2 The World’s Largest Migration Happens Every Day
The Sargasso Sea is perhaps the most unique body of water in the world. It doesn’t have any borders other than a series of converging currents that hold it roughly in the same place, even though it’s right in the middle of the Atlantic Ocean. It’s a body of water within a body of water—the Gulf Stream, the North Atlantic Current, and the Canary Current all hit it on different sides, with the Sargasso Sea acting as the calm center. It was called the “Sea of Lost Ships” by sailors because the air is unnaturally calm and ships could get stuck there for days or weeks.
Most importantly, the Sargasso Sea is an almost completely self-sufficient ecosystem. The sargassum, a floating seaweed that covers the surface of the sea, provides food and shelter for thousands of species, which in turn provide food for the sargassum through their waste. There are layers upon layers of marine life in the sea, from surface dwellers to deep-sea life over 5000 meters (16,000 ft) down. And at night, it’s the setting for the largest migration in the world—over 5,000 species comprising millions of sea creatures surge up from the deep to feed, then return to the bottom before dawn.
Photo Credit: NOAA
1 Google Street View: Oceans
Google Street View is a popular addition to Google Maps that lets you look at any location from street level. In 2007, Google sent a fleet of cars around the world to photograph literally everything. Then they took the photos and composited them into a long string that lets you “walk” any route with the click of a button. But that’s old news and hardly exciting.
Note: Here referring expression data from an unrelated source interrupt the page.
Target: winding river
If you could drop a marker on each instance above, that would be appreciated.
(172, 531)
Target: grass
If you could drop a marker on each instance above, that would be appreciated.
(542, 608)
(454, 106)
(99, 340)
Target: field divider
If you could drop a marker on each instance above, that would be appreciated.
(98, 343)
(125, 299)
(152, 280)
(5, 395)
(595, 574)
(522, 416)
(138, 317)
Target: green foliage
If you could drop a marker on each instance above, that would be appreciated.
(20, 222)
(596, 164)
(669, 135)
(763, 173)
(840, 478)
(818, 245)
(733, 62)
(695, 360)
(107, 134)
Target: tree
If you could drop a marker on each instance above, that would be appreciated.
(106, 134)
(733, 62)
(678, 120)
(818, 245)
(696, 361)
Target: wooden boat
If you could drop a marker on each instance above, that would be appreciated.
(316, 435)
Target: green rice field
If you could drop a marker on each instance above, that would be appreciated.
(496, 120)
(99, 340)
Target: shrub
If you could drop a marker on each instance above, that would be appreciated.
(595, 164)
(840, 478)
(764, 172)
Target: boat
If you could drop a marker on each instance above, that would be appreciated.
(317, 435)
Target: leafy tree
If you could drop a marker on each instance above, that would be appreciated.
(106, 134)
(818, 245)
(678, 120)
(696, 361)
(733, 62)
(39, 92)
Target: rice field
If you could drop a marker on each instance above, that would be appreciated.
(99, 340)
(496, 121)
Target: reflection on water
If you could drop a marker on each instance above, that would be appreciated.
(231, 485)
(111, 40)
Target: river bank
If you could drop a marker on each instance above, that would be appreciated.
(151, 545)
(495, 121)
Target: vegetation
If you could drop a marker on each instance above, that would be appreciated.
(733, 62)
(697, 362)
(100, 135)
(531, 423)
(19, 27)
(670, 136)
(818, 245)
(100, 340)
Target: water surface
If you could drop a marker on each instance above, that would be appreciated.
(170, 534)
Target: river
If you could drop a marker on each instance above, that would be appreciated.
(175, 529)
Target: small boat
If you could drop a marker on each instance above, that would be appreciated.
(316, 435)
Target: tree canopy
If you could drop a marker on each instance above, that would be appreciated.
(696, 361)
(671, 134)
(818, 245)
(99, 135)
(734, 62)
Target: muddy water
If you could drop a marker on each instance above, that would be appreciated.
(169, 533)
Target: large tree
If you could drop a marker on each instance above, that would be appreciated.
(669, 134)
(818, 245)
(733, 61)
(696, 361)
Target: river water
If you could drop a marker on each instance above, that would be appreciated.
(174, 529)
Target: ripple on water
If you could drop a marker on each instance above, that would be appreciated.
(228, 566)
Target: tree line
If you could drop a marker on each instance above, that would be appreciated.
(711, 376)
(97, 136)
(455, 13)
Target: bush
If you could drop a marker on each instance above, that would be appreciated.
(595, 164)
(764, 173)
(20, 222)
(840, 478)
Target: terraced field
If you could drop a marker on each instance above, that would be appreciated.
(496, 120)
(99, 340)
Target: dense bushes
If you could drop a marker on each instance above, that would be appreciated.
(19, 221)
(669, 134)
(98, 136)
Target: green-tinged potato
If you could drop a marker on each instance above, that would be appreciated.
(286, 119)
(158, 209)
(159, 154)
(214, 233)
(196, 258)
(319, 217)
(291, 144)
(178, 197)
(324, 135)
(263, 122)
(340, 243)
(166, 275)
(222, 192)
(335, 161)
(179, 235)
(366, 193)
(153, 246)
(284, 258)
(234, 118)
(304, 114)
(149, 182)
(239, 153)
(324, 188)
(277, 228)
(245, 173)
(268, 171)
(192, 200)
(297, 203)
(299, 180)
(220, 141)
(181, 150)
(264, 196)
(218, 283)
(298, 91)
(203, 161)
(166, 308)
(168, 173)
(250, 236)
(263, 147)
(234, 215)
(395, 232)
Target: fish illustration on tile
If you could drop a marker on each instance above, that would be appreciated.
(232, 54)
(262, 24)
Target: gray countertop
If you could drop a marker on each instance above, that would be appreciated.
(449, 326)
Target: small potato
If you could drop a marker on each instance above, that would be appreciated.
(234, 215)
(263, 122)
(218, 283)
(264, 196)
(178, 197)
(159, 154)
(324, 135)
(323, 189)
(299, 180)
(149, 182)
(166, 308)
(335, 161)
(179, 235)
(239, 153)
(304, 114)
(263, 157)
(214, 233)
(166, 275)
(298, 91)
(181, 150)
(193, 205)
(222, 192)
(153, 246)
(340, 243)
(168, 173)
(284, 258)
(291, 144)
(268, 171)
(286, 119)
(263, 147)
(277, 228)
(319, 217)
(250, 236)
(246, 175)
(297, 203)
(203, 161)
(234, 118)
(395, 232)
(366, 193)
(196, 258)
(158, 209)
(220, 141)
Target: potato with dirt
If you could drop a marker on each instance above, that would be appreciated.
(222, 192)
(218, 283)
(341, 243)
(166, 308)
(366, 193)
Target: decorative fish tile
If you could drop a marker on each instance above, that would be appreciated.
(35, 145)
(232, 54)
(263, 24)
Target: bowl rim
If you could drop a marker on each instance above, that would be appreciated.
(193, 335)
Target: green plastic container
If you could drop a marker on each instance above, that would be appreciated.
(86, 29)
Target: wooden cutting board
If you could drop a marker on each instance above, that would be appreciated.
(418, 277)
Street View: Oceans is sort of the same thing, except instead of looking at your ex-girlfriend’s house you can stroll directly into the Great Barrier Reef, or any one of dozens of underwater spots spread across six oceans. They’re adding more locations to the program as fast as they can, but so far they only have the reefs around the Galapagos Islands, Heron Island, Wilson Island, and Hanauma Bay, to name a few. This is part publicity stunt and part science project—while anyone can enjoy the tour, they’re also using the photos to monitor the growth (and decay) of the world’s most important coral reefs, which provide a combined home for a full 25 percent of all marine life.